Menu

Government cars vanish from garages

Mon, 9 Feb 2009 Source: Ghanaian Times

Some government vehicles which were clandestinely driven to garages and parked supposedly for repairs in the wake of the transition have been removed from the garages.

This apparently follows calls by the public to some local radio stations that some government officials were hiding their official vehicles at some places.

The vehicles include four wheel drives and double cabin pick-ups.

Times investigations revealed that some government officials and politicians had also parked their vehicles in residences, removed the tyres and put them on stones.

Some of the vehicles the Times located in some residences include a four-wheel Nissan Patrol Landcruiser with registration number GV 8892C belonging to the Environmental Protection Agency and a Mitsubishi Four wheel pick up with registration number GV2171 C.

The others are a TATA four-wheel drive pick up with registration GE 2071L belonging to NADMO, and a new Nissan bus with registration number GV 750 R belonging to the Ministry of Health.
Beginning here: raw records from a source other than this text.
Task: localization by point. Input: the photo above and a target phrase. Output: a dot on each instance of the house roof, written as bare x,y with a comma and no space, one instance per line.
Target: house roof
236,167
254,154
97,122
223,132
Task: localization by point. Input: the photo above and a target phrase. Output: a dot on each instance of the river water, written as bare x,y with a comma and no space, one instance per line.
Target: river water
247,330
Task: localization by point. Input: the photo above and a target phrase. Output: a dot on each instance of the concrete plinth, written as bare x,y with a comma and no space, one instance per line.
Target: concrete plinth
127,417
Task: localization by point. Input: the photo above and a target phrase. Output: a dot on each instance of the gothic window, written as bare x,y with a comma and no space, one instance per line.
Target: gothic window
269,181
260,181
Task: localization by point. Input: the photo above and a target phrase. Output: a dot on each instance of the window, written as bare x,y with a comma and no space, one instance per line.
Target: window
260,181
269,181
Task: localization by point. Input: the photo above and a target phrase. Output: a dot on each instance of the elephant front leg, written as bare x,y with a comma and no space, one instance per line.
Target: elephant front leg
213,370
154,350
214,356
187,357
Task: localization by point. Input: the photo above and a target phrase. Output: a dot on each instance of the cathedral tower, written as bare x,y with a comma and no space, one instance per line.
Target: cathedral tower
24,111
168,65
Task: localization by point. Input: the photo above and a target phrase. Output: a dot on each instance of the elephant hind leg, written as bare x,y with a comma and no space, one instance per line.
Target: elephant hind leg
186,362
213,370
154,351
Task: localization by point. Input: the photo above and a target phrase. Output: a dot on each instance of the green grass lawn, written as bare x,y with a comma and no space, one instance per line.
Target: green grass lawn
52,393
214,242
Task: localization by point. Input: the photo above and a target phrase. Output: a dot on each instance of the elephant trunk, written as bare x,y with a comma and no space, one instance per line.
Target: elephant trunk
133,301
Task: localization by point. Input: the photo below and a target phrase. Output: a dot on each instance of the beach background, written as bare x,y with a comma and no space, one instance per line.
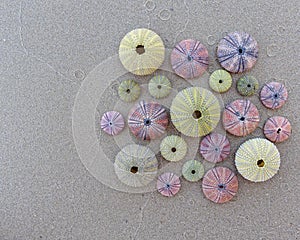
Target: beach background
49,48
There are also vehicles whose number plates had been removed but were identified by their drivers as belonging to the state.

Mr Yakubu Abugri, a concerned citizen, says considering what is happening, the government should, as a matter of urgency, establish regional and district assets committees to locate and all retrieve government property.

He said he was convinced that records of such vehicles could be ascertained from the ministries and the office of the Chief of Staff in Accra.

Hitherto, he said, such vehicles were kept on stones and later auctioned at give-away prices to the officials who arrange with the Chief of Staff's office thus creating artificial shortage of official vehicles in those ministries and departments.

The outgoing Upper East Regional Director of the Department of Women and Children's Affairs, Ms Paulina Abayaye, whose Nissan Pick-up with registration number GV 2171 C was found parked in another house away from her residence, claimed that because she was travelling to Accra, the driver decided to pack it in a walled house 500 metres away from her residence to avoid it being stolen.

Ms Abayaye is proceeding on transfer and has handed over to her successor.

The other heads of department, whose vehicles were found in garages, could not be reached for their explanations.